# Open Black Belt (free dojo mgmt software)



## shesulsa

I'm about to download this on my laptop and my smartphone - anyone try it yet?


----------



## Bill Mattocks

shesulsa said:


> I'm about to download this on my laptop and my smartphone - anyone try it yet?



Nope, but I found this:



> The service is free for up to 25 students. After that it&#8217;s $10/month which can be upgraded at any time. This way senseis can try out the service to see how it will streamline their business and sign up for the full service as they need it.



http://slapstart.com/2011/03/openblackbelt/


----------



## clfsean

I need something to start keeping up with stuff so I'm trying it too... already sent them an email about their "mobile" application...


----------



## shesulsa

clfsean said:


> I need something to start keeping up with stuff so I'm trying it too... already sent them an email about their "mobile" application...

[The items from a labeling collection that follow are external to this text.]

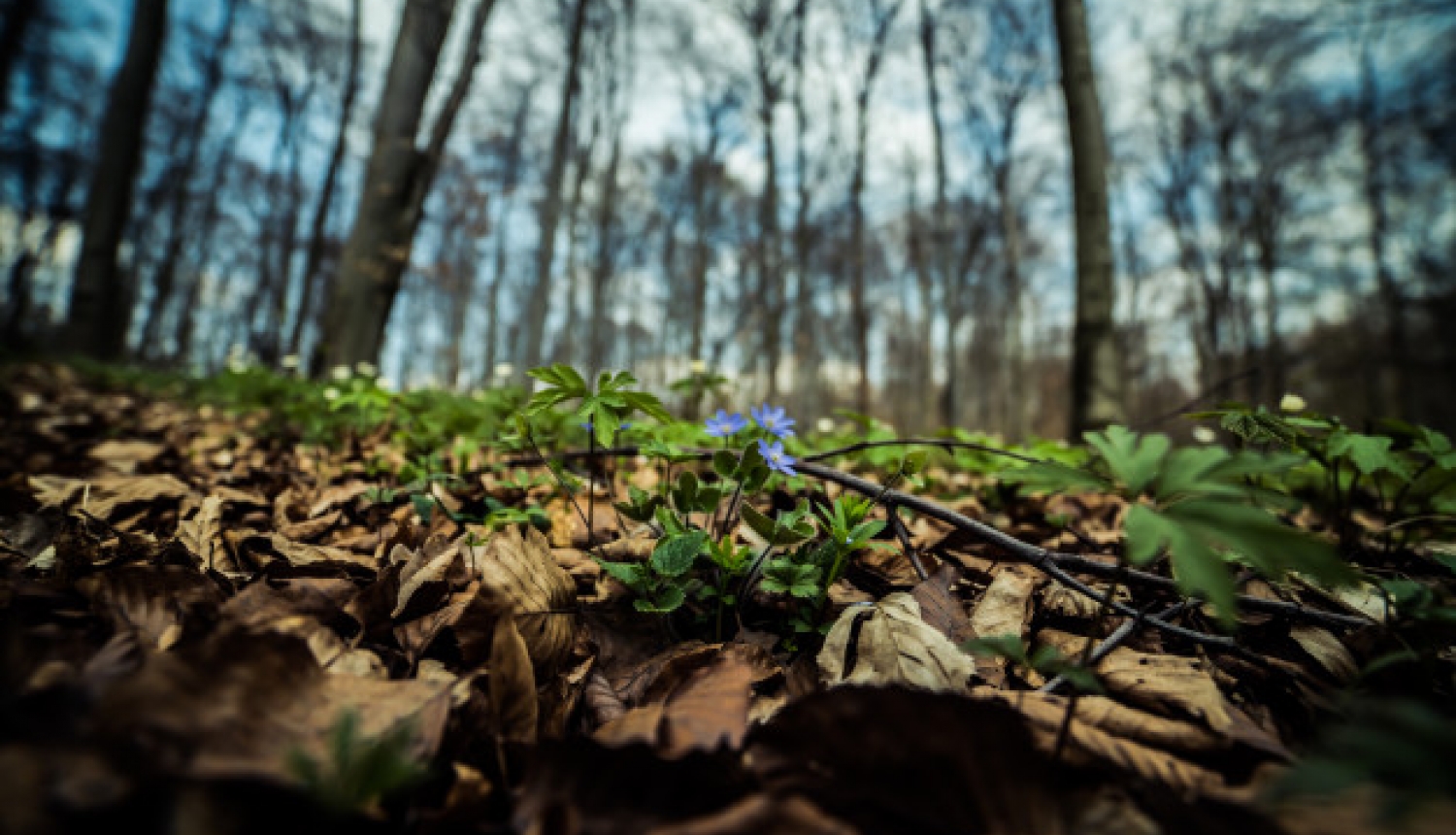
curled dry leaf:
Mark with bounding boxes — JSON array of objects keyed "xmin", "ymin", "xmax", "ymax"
[
  {"xmin": 87, "ymin": 440, "xmax": 168, "ymax": 475},
  {"xmin": 818, "ymin": 591, "xmax": 976, "ymax": 692},
  {"xmin": 31, "ymin": 475, "xmax": 192, "ymax": 520},
  {"xmin": 596, "ymin": 649, "xmax": 753, "ymax": 757},
  {"xmin": 1289, "ymin": 625, "xmax": 1360, "ymax": 684},
  {"xmin": 178, "ymin": 495, "xmax": 226, "ymax": 571},
  {"xmin": 972, "ymin": 565, "xmax": 1037, "ymax": 638},
  {"xmin": 463, "ymin": 526, "xmax": 577, "ymax": 673}
]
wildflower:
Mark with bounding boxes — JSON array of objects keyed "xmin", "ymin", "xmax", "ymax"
[
  {"xmin": 748, "ymin": 404, "xmax": 794, "ymax": 437},
  {"xmin": 759, "ymin": 439, "xmax": 798, "ymax": 475},
  {"xmin": 707, "ymin": 410, "xmax": 748, "ymax": 437}
]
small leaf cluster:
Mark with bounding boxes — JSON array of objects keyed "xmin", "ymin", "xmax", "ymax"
[
  {"xmin": 288, "ymin": 710, "xmax": 427, "ymax": 813},
  {"xmin": 1004, "ymin": 425, "xmax": 1351, "ymax": 625},
  {"xmin": 523, "ymin": 363, "xmax": 673, "ymax": 446}
]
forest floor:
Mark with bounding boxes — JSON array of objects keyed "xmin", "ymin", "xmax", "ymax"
[{"xmin": 0, "ymin": 359, "xmax": 1456, "ymax": 835}]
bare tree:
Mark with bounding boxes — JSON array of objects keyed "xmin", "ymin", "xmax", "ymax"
[
  {"xmin": 322, "ymin": 0, "xmax": 495, "ymax": 366},
  {"xmin": 1053, "ymin": 0, "xmax": 1127, "ymax": 437},
  {"xmin": 517, "ymin": 0, "xmax": 591, "ymax": 381},
  {"xmin": 67, "ymin": 0, "xmax": 168, "ymax": 358},
  {"xmin": 849, "ymin": 0, "xmax": 905, "ymax": 414},
  {"xmin": 288, "ymin": 0, "xmax": 364, "ymax": 367}
]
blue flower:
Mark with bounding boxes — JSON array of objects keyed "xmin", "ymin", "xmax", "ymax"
[
  {"xmin": 759, "ymin": 437, "xmax": 798, "ymax": 475},
  {"xmin": 705, "ymin": 410, "xmax": 748, "ymax": 437},
  {"xmin": 748, "ymin": 404, "xmax": 794, "ymax": 437}
]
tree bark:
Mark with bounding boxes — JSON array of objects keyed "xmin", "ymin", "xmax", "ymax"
[
  {"xmin": 515, "ymin": 0, "xmax": 591, "ymax": 382},
  {"xmin": 322, "ymin": 0, "xmax": 495, "ymax": 366},
  {"xmin": 288, "ymin": 0, "xmax": 364, "ymax": 367},
  {"xmin": 849, "ymin": 0, "xmax": 903, "ymax": 414},
  {"xmin": 1053, "ymin": 0, "xmax": 1127, "ymax": 437},
  {"xmin": 67, "ymin": 0, "xmax": 168, "ymax": 358}
]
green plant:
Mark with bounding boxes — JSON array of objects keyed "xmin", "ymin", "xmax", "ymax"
[{"xmin": 1004, "ymin": 427, "xmax": 1353, "ymax": 625}]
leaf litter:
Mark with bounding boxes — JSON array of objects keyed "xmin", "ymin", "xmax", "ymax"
[{"xmin": 0, "ymin": 367, "xmax": 1449, "ymax": 835}]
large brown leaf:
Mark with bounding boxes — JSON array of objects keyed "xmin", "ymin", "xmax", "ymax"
[
  {"xmin": 818, "ymin": 591, "xmax": 976, "ymax": 692},
  {"xmin": 462, "ymin": 526, "xmax": 577, "ymax": 673}
]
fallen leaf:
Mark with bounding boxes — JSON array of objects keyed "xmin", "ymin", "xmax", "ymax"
[
  {"xmin": 818, "ymin": 591, "xmax": 976, "ymax": 692},
  {"xmin": 462, "ymin": 526, "xmax": 577, "ymax": 673}
]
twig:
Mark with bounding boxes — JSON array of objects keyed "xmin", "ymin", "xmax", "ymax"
[
  {"xmin": 801, "ymin": 437, "xmax": 1045, "ymax": 463},
  {"xmin": 495, "ymin": 446, "xmax": 1372, "ymax": 629},
  {"xmin": 885, "ymin": 504, "xmax": 931, "ymax": 580},
  {"xmin": 1037, "ymin": 600, "xmax": 1193, "ymax": 693}
]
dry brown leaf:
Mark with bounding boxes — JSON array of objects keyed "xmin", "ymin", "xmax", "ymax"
[
  {"xmin": 87, "ymin": 440, "xmax": 168, "ymax": 475},
  {"xmin": 389, "ymin": 538, "xmax": 460, "ymax": 619},
  {"xmin": 972, "ymin": 565, "xmax": 1037, "ymax": 638},
  {"xmin": 818, "ymin": 591, "xmax": 976, "ymax": 692},
  {"xmin": 486, "ymin": 609, "xmax": 541, "ymax": 743},
  {"xmin": 596, "ymin": 651, "xmax": 753, "ymax": 757},
  {"xmin": 178, "ymin": 495, "xmax": 226, "ymax": 571},
  {"xmin": 462, "ymin": 526, "xmax": 577, "ymax": 673},
  {"xmin": 978, "ymin": 690, "xmax": 1246, "ymax": 800},
  {"xmin": 1289, "ymin": 625, "xmax": 1360, "ymax": 684},
  {"xmin": 31, "ymin": 475, "xmax": 192, "ymax": 520},
  {"xmin": 648, "ymin": 794, "xmax": 859, "ymax": 835}
]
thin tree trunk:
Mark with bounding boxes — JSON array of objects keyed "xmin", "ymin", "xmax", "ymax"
[
  {"xmin": 849, "ymin": 0, "xmax": 902, "ymax": 414},
  {"xmin": 1360, "ymin": 49, "xmax": 1415, "ymax": 419},
  {"xmin": 323, "ymin": 0, "xmax": 495, "ymax": 366},
  {"xmin": 137, "ymin": 0, "xmax": 238, "ymax": 358},
  {"xmin": 288, "ymin": 0, "xmax": 364, "ymax": 367},
  {"xmin": 67, "ymin": 0, "xmax": 168, "ymax": 358},
  {"xmin": 1053, "ymin": 0, "xmax": 1127, "ymax": 437},
  {"xmin": 515, "ymin": 0, "xmax": 591, "ymax": 381}
]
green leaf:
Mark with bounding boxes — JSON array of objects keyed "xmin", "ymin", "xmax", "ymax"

It's a droid app for smartphone.


----------



## clfsean

Right... I got a reply from them. But all you see on the website is a link to the web version of the mobile interface. Nothing linking to the Android Market. 

So we'll see how this goes & pans out. 

An Aikido sensei I used to study with has a product he developed on his own out ... http://www.martialmanagement.net He's a long time gear head & SW developer. Depending on how this one pans out, I may also give his a whirl...


----------



## shesulsa

I found it on my smartphone in the market - just search apps for "mobile open black belt."


----------



## clfsean

I understand that. I found it there as well. But on their website there was nothing noting anywhere to find the mobile version. The web based app has a "mobile interface" feature that changes it for pc based machines to use the same interface as the mobile app.


----------



## openblackbelt

Hey everyone.

If you need more information about OpenBlackBelt.com send an email to support@openblackbelt.com or reply here.
The mobile version is a optimized mobile web version that is the same site but condensed to work on Smart Phones and Tablets. In the future we might have a fully offline mobile/desktop version.

Thanks


----------